Pulmoner rehabilitasyon programları, fiziksel aktivite ve sağlıklı vücut kompozisyonu gibi sağlığı iyileştirici davranışlara teşviği amaçlamaktadır. Denetimli egzersiz ya da pulmoner rehabilitasyon programlarının fiziksel aktivite üzerinde ki etkilerle ilgili uzun dönem sonuçlar çelişkili bulunmuştur. İPF hastalarında fiziksel aktivite ve vücut kompozisyonunun etkileri ele alan geniş çaplı yeterli çalışma yapılmamıştır.
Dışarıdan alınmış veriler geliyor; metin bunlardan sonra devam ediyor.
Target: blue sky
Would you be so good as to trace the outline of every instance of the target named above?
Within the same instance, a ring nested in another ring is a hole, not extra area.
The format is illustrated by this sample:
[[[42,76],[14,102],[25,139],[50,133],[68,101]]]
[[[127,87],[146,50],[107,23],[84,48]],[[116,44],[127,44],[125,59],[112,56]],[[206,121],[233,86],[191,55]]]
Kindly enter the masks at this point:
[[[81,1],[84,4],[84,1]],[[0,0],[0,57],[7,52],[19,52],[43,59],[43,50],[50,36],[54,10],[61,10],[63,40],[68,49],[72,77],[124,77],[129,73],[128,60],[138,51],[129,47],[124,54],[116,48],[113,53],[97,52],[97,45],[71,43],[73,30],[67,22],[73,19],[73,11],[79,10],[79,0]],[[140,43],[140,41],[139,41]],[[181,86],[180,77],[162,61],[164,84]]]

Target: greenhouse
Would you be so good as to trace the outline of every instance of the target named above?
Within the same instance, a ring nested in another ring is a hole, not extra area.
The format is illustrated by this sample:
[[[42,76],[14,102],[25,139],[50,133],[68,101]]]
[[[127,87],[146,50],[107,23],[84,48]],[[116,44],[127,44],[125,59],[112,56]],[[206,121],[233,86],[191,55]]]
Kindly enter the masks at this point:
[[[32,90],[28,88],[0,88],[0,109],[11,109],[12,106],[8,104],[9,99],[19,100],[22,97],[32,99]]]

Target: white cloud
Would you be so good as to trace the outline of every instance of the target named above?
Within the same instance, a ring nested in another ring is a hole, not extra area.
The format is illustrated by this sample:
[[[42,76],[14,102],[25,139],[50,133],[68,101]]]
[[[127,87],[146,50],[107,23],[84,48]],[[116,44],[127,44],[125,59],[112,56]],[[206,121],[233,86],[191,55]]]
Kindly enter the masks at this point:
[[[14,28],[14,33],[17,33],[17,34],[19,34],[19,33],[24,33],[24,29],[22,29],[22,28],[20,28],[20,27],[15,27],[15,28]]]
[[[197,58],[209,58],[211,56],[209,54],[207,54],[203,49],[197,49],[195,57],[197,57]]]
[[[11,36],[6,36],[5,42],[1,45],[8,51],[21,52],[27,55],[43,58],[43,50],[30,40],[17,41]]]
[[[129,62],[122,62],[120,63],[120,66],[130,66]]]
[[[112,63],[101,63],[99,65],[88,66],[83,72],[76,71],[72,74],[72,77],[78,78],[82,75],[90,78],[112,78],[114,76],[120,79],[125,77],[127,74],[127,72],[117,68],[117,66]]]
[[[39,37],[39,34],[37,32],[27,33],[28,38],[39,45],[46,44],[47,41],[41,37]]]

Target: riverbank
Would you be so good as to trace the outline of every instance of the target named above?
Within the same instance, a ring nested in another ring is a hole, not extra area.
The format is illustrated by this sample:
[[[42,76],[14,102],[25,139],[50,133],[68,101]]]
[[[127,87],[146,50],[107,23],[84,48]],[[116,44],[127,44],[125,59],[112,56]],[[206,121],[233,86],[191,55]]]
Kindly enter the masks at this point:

İsrail’de yürütülen randomize kontrollü bir çalışmada araştırmacılar İPF hastalarında denetimli egzersiz programlarının fiziksel aktivite ve vücut kompozisyonu üzerinde ki kısa dönem etkilerini araştırdılar. Araştırmacılar çalışmalarına dahil ettikleri 34 İPF hastasının başlangıçta, 12 hafta sonra ve 11 aylık gözlem boyunca fiziksel aktivite ve vücut kompozisyonlarını değerlendirdiler. Hastaların yaş ortalaması 68+8 yıldı. 15’i egzersiz grubundan ve 17’si kontrol grubundan toplam 32 hasta 12 haftalık periyodu ve her iki gruptan 14 kişiden oluşan toplam 28 kişi ise 11 aylık izlem sürecinin tamamladı. Hastalar 12 ay boyunca denetimli egzersiz programı ya da düzenli medikal tedavi aldılar. Fiziksel aktivite düzeylerindeki değişimi uluslararası fiziksel aktivite anketini (International Physical Activity Questionnaire) kullanarak değerlendirdiler.
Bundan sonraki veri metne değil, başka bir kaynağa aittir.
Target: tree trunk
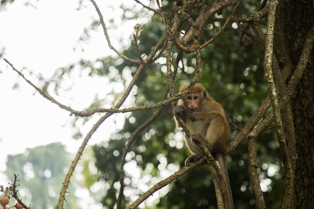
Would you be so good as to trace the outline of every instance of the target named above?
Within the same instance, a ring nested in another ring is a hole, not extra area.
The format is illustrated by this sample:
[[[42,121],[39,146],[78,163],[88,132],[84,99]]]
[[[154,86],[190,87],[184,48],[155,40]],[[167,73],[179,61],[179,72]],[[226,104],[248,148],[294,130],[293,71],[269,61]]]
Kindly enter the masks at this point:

Araştırmacılar 12. haftadaki sonuçlara baktıklarında, kontrol grubunun fiziksel aktivite düzeylerinde kötüye gitme gözlemlerlerken denetimli egzersiz programı alan grupta fiziksel aktivite düzeylerinde dikkat çekici bir artış olduğunu gördüler. Benzer şekilde vücut kompozisyonunda da denetimli egzersiz grubunda iyileşme gözlenirken kontrol grubu tam tersi bir eğilimdeydi. 11 aylık sonuçlarda ise her iki grupta tüm değişkenler açısından dikkat çekici bir fark yoktu. Denetimli egzersiz grubunda sonuçlar başlangıçtaki değerlere geri dönerken kontrol grubunda kötüye gidiş gözlemlendi.
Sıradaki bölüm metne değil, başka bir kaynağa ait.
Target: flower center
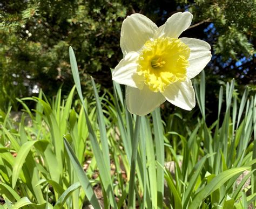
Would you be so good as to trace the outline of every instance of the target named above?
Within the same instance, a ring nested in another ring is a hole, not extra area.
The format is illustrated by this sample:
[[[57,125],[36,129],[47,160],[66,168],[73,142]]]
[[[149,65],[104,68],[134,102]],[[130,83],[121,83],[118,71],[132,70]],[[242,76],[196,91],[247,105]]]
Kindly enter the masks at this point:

Araştırmacılar 12 haftalık denetimli egzersiz programı ile fiziksel aktivite ve vücut kompozisyonunda gelişme görüldüğünü fakat bu etkinin 11 aylık gözlem boyunca devam etmediğini belirttiler. Ayrıca idame stratejisinin kullanılmasının sonuçları geliştirmekte etkili olabileceğini eklediler.
Vainshelboim et al. Short-term Improvement in Physical Activity and Body Composition Following Supervised Exercise Training Program in Idiopathic Pulmonary Fibrosis, ARCHIVES OF PHYSICAL MEDICINE AND REHABILITATION (2016), doi: 10.1016/j.apmr.2016.01.018.